DeepMind, Google CEOs talk ‘every day’ amid ‘ferocious’ AI competition

Alphabet stocks started 2025 with investors questioning whether Google can keep up with ChatGPT maker OpenAI in the artificial intelligence race. By the end of the year, the stock had its best performance since 2009.
Google got its AI magic back. Most of these were mined from British company DeepMind, which Google bought for around £400 million in 2014.
In a wide-ranging interview for CNBC’s new podcast The Tech Download, DeepMind founder and CEO Demis Hassabis called it the “engine room” of Google’s AI efforts, adding that changes were being made to enable the tech giant to quickly launch AI products in a “wildly competitive environment.”
Hassabis said he speaks with Google CEO Sundar Pichai “every day,” underscoring how closely the two executives work to innovate quickly.
“All the AI technologies are being made by this group… and then it spreads across all these incredible products from Google,” Hassabis told The Tech Download, which launched on Friday.
“And we’ve been building that backbone for the last couple of years, meaning we’ve been designing not just the models, but the entire infrastructure of Google so that these things can be shipped incredibly quickly.”
This could be important for Google, as it faces another year of competition from OpenAI as well as a host of other players, from Amazon to Perplexity and Anthropic.
“It’s a fiercely competitive environment right now,” Hassabis said. He added that “many” veterans who have been in the tech industry “for 20, 30 years” have told him it’s “the most intense environment they’ve ever seen, maybe in the tech industry.”
Alphabet’s stock performance over the last 12 months.
Daily conversations with Sundar Pichai
When OpenAI launched ChatGPT in November 2022, Google was trying to catch up. Missteps in product, especially with AI tools in 2024, have reinforced the industry’s impression that Google is having a hard time competing.
Hassabis said the company’s problem is not inventing the technology. Transformers, an important architecture that forms the basis of large language models, was ultimately created by Google researchers. The company’s problem was “maybe it was a little bit slow to commercialize it and scale it,” Hassabis continued.
“This is what OpenAI and others have done very well,” he added.
“Over the last two, three years, I think we’ve almost had to go back to our startup or entrepreneurial roots, be more scrappy, be faster, ship things really quickly, and kind of make really rapid progress,” Hassabis said.
Google CEO Sundar Pichai addresses the crowd at Google’s annual I/O developers conference on May 20, 2025 in Mountain View, California.
Camille Cohen | AFP | Getty Images
DeepMind’s CEO said the company was “getting into our groove” with the launch of Gemini 2.5 in March 2025. In November, Google released Gemini 3, which was widely praised by tech CEOs and users for its speed.
Hassabis said Gemini models developed in DeepMind can be sent very quickly to various Google products, such as search.
“This has been becoming a really seamless process over the last year or so, and I think you’ll see more of that over the next 12 months,” Hassabis said.
“We think about ourselves and we kind of define ourselves as the engine room for that.”
Hassabis added that he and Pichai “talk almost every day about strategic issues, where technology should go and what Google needs more broadly,” underscoring how integrated DeepMind is into Google’s broader plans and the pace at which the company hopes to innovate.
Hassabis said discussions with Pichai would lead to potential adjustments to roadmaps and plans “on a day-to-day basis,” yet with a long-term view of achieving artificial general intelligence, an AI considered as smart as humans, and the industry’s Holy Grail “primarily, quickly and safely.”
artificial intelligence bubble
As tech giants invest hundreds of billions of dollars in building AI infrastructure and their stocks continue to rise, market participants are debating whether the AI boom is a bubble.
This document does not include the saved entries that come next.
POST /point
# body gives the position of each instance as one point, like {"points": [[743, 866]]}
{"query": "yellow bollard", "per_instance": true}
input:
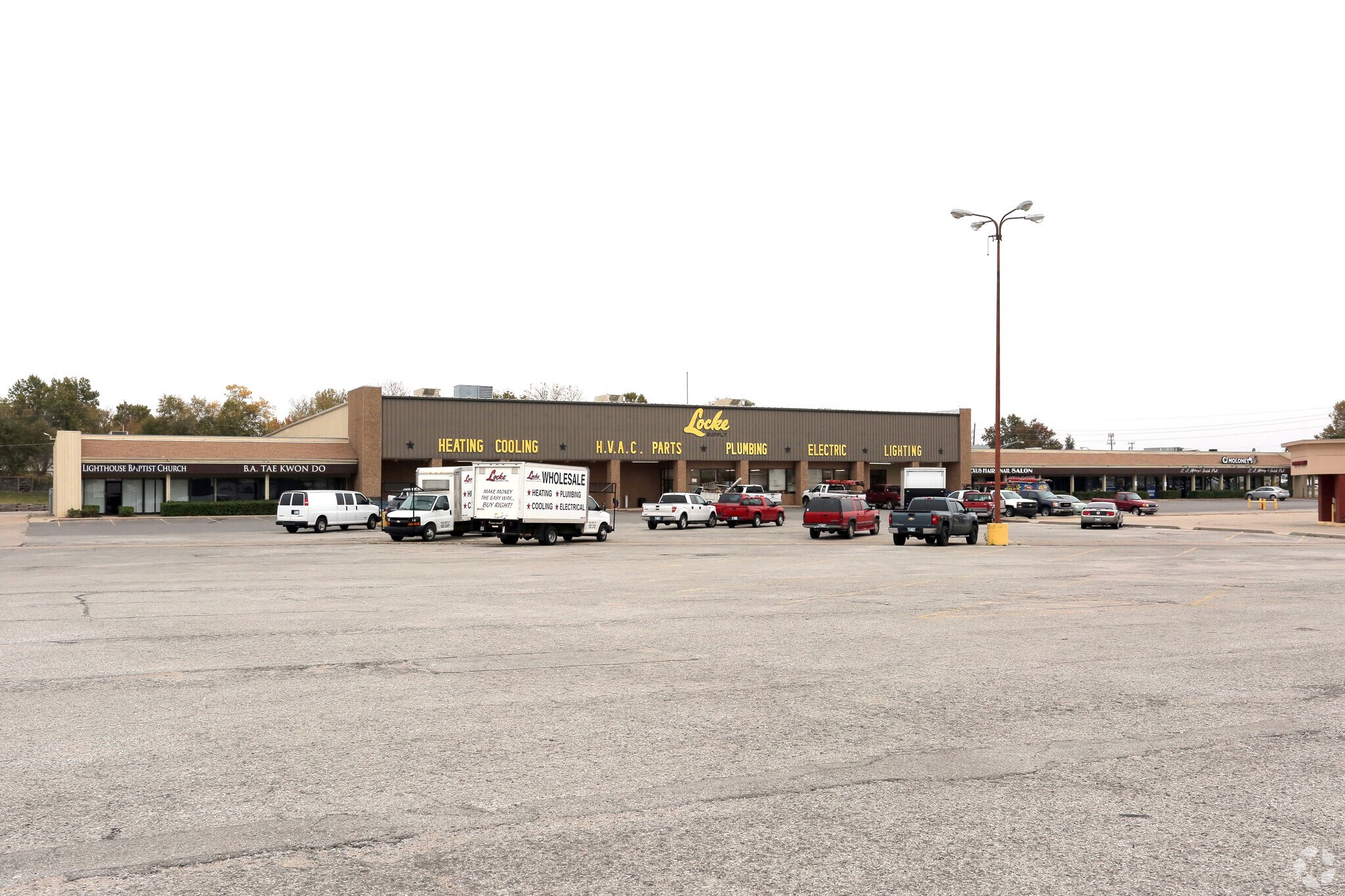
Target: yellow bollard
{"points": [[997, 534]]}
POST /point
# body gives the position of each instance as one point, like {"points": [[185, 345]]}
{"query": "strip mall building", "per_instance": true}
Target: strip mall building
{"points": [[373, 444]]}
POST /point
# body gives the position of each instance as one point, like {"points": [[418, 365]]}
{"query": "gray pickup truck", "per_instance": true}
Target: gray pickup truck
{"points": [[935, 521]]}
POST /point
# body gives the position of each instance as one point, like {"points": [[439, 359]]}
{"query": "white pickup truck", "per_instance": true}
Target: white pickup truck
{"points": [[680, 509]]}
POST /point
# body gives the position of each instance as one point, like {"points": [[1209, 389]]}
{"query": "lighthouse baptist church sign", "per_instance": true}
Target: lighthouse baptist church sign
{"points": [[115, 469]]}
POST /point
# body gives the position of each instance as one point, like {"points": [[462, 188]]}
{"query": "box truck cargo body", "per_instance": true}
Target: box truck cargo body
{"points": [[540, 501], [923, 482]]}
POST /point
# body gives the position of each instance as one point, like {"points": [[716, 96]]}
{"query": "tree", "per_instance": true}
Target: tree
{"points": [[317, 403], [1019, 433], [553, 393], [1336, 429], [244, 414]]}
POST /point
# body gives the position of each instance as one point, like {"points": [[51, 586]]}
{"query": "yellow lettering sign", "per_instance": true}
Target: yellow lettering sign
{"points": [[699, 426]]}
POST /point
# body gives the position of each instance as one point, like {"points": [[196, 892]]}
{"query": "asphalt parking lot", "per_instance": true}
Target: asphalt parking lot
{"points": [[198, 707]]}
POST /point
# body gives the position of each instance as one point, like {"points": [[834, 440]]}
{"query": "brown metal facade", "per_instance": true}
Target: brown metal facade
{"points": [[580, 431]]}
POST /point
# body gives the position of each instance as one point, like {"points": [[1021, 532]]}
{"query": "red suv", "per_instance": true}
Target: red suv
{"points": [[844, 516]]}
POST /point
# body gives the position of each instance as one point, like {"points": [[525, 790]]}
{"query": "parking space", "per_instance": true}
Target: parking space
{"points": [[208, 706]]}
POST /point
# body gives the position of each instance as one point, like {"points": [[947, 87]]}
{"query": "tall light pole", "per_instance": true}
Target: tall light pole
{"points": [[998, 224]]}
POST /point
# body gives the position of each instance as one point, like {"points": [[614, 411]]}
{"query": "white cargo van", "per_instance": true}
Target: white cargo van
{"points": [[320, 509], [540, 501], [426, 515]]}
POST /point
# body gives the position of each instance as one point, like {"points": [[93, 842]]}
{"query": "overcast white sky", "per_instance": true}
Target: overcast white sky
{"points": [[299, 195]]}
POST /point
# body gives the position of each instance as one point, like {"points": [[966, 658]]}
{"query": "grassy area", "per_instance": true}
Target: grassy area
{"points": [[23, 498]]}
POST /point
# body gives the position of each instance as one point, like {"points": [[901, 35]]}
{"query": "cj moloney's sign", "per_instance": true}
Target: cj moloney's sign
{"points": [[132, 468]]}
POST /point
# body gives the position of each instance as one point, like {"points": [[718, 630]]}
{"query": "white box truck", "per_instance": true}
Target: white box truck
{"points": [[518, 500], [923, 482], [443, 505]]}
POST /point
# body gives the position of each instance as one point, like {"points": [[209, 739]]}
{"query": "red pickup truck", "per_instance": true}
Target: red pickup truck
{"points": [[1129, 501], [755, 509], [884, 496], [844, 516]]}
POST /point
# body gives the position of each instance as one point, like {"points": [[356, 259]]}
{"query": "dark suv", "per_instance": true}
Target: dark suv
{"points": [[1048, 504]]}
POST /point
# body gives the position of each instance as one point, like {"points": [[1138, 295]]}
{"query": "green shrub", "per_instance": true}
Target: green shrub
{"points": [[218, 508]]}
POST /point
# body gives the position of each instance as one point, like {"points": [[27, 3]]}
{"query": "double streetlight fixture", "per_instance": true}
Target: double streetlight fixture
{"points": [[998, 224]]}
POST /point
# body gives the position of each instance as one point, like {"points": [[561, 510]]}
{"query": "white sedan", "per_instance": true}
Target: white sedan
{"points": [[680, 509]]}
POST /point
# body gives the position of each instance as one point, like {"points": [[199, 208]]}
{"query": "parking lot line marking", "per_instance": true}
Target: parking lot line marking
{"points": [[1208, 597], [1079, 555]]}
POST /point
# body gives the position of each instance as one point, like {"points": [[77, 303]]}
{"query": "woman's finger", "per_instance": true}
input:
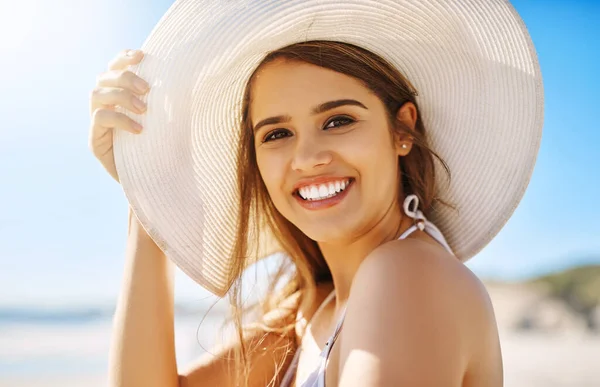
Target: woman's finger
{"points": [[124, 79], [110, 96], [108, 119], [125, 58]]}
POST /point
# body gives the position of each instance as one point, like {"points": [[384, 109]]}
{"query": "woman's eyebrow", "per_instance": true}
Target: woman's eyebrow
{"points": [[317, 110], [333, 104], [271, 121]]}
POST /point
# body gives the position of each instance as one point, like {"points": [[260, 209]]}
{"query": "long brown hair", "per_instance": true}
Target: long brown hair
{"points": [[308, 267]]}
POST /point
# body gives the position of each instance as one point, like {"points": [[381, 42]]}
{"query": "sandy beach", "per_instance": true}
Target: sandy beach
{"points": [[70, 355]]}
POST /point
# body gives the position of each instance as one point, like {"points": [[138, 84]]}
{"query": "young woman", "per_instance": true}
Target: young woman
{"points": [[335, 165]]}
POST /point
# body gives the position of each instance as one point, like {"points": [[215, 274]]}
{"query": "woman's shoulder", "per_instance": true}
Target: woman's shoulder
{"points": [[416, 265], [410, 295]]}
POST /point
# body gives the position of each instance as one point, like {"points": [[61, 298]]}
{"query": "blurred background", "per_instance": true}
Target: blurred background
{"points": [[63, 219]]}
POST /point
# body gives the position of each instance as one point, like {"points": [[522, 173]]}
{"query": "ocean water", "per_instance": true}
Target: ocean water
{"points": [[56, 344]]}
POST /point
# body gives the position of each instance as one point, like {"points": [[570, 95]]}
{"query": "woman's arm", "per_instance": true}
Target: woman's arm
{"points": [[416, 316], [143, 346]]}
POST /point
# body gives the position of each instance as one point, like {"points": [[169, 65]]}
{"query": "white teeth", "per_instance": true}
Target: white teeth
{"points": [[314, 192], [322, 191], [331, 189]]}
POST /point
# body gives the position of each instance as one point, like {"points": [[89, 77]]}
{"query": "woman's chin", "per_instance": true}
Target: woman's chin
{"points": [[326, 234]]}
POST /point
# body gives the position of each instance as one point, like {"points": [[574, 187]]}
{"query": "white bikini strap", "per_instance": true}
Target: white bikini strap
{"points": [[411, 209]]}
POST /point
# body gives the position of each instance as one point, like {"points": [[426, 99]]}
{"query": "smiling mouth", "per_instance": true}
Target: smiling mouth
{"points": [[316, 192]]}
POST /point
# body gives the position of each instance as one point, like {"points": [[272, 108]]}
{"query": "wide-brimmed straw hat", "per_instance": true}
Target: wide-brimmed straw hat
{"points": [[472, 62]]}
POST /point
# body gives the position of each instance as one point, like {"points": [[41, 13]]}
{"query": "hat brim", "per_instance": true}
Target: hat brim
{"points": [[472, 62]]}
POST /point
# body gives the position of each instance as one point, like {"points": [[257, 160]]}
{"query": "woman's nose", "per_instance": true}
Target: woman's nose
{"points": [[310, 153]]}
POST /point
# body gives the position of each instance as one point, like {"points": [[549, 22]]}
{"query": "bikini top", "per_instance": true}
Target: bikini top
{"points": [[317, 377]]}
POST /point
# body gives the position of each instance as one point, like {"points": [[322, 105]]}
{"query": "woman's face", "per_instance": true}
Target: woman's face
{"points": [[324, 149]]}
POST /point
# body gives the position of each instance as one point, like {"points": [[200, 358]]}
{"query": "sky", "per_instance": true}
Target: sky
{"points": [[63, 220]]}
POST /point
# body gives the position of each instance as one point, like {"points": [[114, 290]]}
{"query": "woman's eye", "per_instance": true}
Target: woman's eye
{"points": [[336, 122], [276, 135]]}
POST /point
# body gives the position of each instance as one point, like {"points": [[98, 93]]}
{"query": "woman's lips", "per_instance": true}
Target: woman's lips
{"points": [[324, 203]]}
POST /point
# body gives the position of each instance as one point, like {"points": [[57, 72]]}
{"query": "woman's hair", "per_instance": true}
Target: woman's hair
{"points": [[417, 176]]}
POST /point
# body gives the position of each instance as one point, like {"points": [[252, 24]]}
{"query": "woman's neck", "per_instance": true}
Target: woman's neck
{"points": [[344, 257]]}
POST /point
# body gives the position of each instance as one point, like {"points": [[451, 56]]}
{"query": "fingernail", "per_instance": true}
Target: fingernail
{"points": [[137, 127], [140, 85], [139, 104]]}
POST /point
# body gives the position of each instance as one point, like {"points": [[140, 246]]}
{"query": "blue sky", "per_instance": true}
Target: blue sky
{"points": [[63, 220]]}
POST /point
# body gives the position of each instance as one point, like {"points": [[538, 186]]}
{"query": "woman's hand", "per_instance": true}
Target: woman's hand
{"points": [[117, 86]]}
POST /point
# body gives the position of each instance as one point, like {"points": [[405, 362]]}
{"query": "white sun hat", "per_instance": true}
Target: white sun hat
{"points": [[472, 62]]}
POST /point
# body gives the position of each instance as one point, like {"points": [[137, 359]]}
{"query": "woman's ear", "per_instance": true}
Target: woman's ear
{"points": [[406, 117]]}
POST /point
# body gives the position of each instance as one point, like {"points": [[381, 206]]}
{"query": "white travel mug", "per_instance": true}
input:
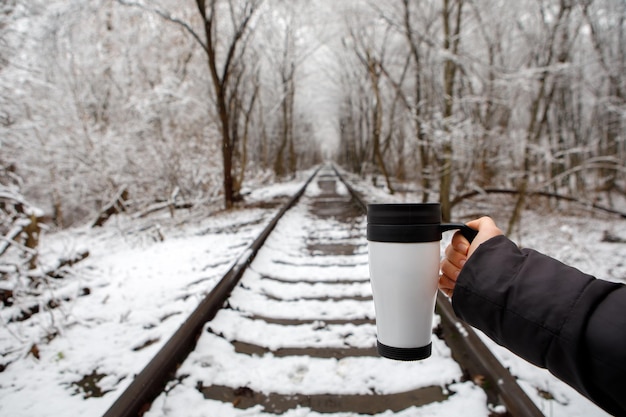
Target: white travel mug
{"points": [[404, 270]]}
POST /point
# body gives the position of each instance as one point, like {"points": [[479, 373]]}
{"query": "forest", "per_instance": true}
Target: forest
{"points": [[135, 104]]}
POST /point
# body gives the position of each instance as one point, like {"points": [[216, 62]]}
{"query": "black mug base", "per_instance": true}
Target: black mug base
{"points": [[404, 354]]}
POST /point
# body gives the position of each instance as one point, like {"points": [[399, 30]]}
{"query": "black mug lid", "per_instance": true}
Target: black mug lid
{"points": [[409, 223], [404, 214]]}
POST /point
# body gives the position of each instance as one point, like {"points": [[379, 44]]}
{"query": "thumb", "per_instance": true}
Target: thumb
{"points": [[486, 228]]}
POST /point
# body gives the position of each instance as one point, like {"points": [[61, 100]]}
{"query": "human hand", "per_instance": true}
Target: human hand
{"points": [[459, 250]]}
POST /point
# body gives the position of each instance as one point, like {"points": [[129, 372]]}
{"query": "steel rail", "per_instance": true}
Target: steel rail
{"points": [[473, 355], [150, 382]]}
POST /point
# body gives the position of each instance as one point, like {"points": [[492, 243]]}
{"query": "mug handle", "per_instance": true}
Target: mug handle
{"points": [[467, 232]]}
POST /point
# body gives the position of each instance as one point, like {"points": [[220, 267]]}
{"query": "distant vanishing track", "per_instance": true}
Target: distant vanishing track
{"points": [[288, 292]]}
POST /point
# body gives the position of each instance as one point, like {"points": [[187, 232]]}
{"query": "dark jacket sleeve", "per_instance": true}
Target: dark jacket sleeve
{"points": [[550, 314]]}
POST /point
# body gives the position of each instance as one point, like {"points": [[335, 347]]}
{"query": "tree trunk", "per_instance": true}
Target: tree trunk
{"points": [[451, 44]]}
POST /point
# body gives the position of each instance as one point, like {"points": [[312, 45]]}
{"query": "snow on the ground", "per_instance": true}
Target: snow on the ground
{"points": [[140, 288], [140, 291]]}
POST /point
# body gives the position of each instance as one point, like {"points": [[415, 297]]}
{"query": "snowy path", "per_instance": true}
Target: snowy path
{"points": [[290, 333]]}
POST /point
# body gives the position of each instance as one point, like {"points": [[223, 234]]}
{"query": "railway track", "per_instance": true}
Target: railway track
{"points": [[290, 330]]}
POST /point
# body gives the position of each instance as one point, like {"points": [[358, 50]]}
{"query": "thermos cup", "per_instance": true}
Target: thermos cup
{"points": [[404, 242]]}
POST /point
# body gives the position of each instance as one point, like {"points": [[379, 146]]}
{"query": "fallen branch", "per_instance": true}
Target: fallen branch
{"points": [[114, 207]]}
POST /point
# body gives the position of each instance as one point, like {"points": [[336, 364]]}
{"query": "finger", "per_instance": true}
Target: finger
{"points": [[449, 269], [455, 257], [460, 243], [446, 283], [487, 229]]}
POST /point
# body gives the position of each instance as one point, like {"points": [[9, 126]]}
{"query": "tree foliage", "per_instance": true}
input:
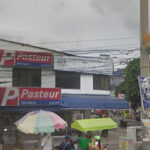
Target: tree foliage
{"points": [[130, 86]]}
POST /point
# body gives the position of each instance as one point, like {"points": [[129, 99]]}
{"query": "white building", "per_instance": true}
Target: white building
{"points": [[26, 66]]}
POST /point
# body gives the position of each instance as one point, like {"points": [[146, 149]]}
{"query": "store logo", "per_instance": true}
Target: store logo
{"points": [[29, 96], [7, 58], [9, 96]]}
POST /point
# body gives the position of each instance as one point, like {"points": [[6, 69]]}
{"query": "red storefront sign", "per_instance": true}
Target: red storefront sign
{"points": [[29, 96], [7, 58], [23, 58]]}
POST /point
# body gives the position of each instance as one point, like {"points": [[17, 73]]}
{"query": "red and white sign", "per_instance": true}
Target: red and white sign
{"points": [[9, 96], [39, 94], [33, 57], [7, 58], [29, 96], [23, 58]]}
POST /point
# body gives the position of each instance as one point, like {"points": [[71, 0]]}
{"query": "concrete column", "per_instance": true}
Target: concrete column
{"points": [[145, 66]]}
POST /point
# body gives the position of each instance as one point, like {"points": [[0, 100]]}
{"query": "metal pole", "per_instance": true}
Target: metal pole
{"points": [[144, 66]]}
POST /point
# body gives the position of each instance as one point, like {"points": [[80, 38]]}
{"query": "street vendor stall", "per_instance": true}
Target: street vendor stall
{"points": [[85, 125]]}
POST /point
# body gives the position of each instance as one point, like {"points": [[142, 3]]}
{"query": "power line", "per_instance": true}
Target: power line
{"points": [[87, 40]]}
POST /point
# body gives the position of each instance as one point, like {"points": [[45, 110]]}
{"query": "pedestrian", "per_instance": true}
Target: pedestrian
{"points": [[46, 143], [65, 144], [83, 142]]}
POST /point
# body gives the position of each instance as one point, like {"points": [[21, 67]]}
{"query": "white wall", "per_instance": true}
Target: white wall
{"points": [[47, 79], [86, 87]]}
At the same time Venture capital money has been poured into AI startups with too many funds at high valuations and too few products.
Hassabis said some parts of the industry “may be in a bubble” while others probably aren’t.
“Artificial intelligence will be the most transformative technology ever invented,” he said. He compared it to the dot-com bubble of the late ’90s and early 2000s. “After all, the internet was critical and there were some generational companies that were established at that time,” Hassabis said. he said.
“It’s almost inevitable. There will be extreme euphoria once everyone realizes how transformative a particular technology is. Then there will be a reckoning, and then things that are real will survive and thrive.”
DeepMind CEO Demis Hassabis listens during a discussion at the artificial intelligence summit at Imperial College London in central London on July 9, 2025.
Ludovic Marin | Afp | Getty Images
Hassabis said seed financing rounds in private markets are worth tens of billions of dollars, and in terms of products, “there’s almost nothing available yet” and “unsustainable in the long term.”
“Whichever way it goes, whether it’s rosy and exponential like it is right now or there’s some kind of bubble bursting, I’ve got to make sure we’re in the right position to win either way and benefit from it either way,” Hassabis said. he said.
“And given Google’s core business and how AI fits into that, I think we’re well positioned to benefit from whichever direction it goes from here.”